Fyodor Dostoevsky: Crime and Punishment

PART IV
5. CHAPTER V (continued)

"Is he expecting anything?"

"You are certainly quite right about it," Porfiry began gaily, looking with extraordinary simplicity at Raskolnikov (which startled him and instantly put him on his guard); "certainly quite right in laughing so wittily at our legal forms, he-he! Some of these elaborate psychological methods are exceedingly ridiculous and perhaps useless, if one adheres too closely to the forms. Yes . . . I am talking of forms again. Well, if I recognise, or more strictly speaking, if I suspect someone or other to be a criminal in any case entrusted to me . . . you're reading for the law, of course, Rodion Romanovitch?"

"Yes, I was . . ."

"Well, then it is a precedent for you for the future--though don't suppose I should venture to instruct you after the articles you publish about crime!
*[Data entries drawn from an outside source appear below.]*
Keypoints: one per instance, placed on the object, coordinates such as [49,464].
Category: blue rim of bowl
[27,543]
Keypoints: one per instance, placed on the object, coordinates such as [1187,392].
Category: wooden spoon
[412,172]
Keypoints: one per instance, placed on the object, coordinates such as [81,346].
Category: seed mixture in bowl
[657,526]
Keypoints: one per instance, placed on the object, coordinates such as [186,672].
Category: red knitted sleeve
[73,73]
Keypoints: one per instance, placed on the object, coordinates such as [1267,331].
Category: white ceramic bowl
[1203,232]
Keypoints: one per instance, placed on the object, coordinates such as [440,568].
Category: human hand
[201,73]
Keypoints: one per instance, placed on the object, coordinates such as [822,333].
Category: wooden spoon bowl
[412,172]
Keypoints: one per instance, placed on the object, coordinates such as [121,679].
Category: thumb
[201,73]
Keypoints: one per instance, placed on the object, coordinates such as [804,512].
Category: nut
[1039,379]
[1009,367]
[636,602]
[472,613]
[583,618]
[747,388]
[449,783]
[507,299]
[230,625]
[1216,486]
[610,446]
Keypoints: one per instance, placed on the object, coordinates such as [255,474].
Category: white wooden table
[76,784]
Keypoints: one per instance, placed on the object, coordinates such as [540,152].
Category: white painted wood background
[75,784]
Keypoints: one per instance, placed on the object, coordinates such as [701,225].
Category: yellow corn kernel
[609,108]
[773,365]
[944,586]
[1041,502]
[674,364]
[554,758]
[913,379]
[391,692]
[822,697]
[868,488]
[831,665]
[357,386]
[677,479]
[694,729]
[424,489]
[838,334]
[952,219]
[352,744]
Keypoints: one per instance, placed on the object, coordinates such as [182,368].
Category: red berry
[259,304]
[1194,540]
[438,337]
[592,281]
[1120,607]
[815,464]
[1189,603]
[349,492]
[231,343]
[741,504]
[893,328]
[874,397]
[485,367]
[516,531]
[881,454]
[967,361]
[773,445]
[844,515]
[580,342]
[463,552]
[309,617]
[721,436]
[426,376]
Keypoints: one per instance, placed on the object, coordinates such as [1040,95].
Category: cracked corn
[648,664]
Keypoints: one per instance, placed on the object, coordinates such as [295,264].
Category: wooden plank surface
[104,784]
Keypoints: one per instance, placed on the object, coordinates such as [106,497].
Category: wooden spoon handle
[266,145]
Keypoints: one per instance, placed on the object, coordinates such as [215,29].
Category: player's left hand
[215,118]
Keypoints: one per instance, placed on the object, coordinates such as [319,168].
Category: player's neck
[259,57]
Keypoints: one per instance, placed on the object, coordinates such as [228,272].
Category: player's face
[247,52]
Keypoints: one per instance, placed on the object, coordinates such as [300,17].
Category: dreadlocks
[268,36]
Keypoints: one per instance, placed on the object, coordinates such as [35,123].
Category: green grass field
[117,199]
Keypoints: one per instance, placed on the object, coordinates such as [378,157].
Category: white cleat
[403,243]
No, I simply make bold to state it by way of fact, if I took this man or that for a criminal, why, I ask, should I worry him prematurely, even though I had evidence against him? In one case I may be bound, for instance, to arrest a man at once, but another may be in quite a different position, you know, so why shouldn't I let him walk about the town a bit? he-he-he! But I see you don't quite understand, so I'll give you a clearer example. If I put him in prison too soon, I may very likely give him, so to speak, moral support, he-he! You're laughing?"

Raskolnikov had no idea of laughing. He was sitting with compressed lips, his feverish eyes fixed on Porfiry Petrovitch's.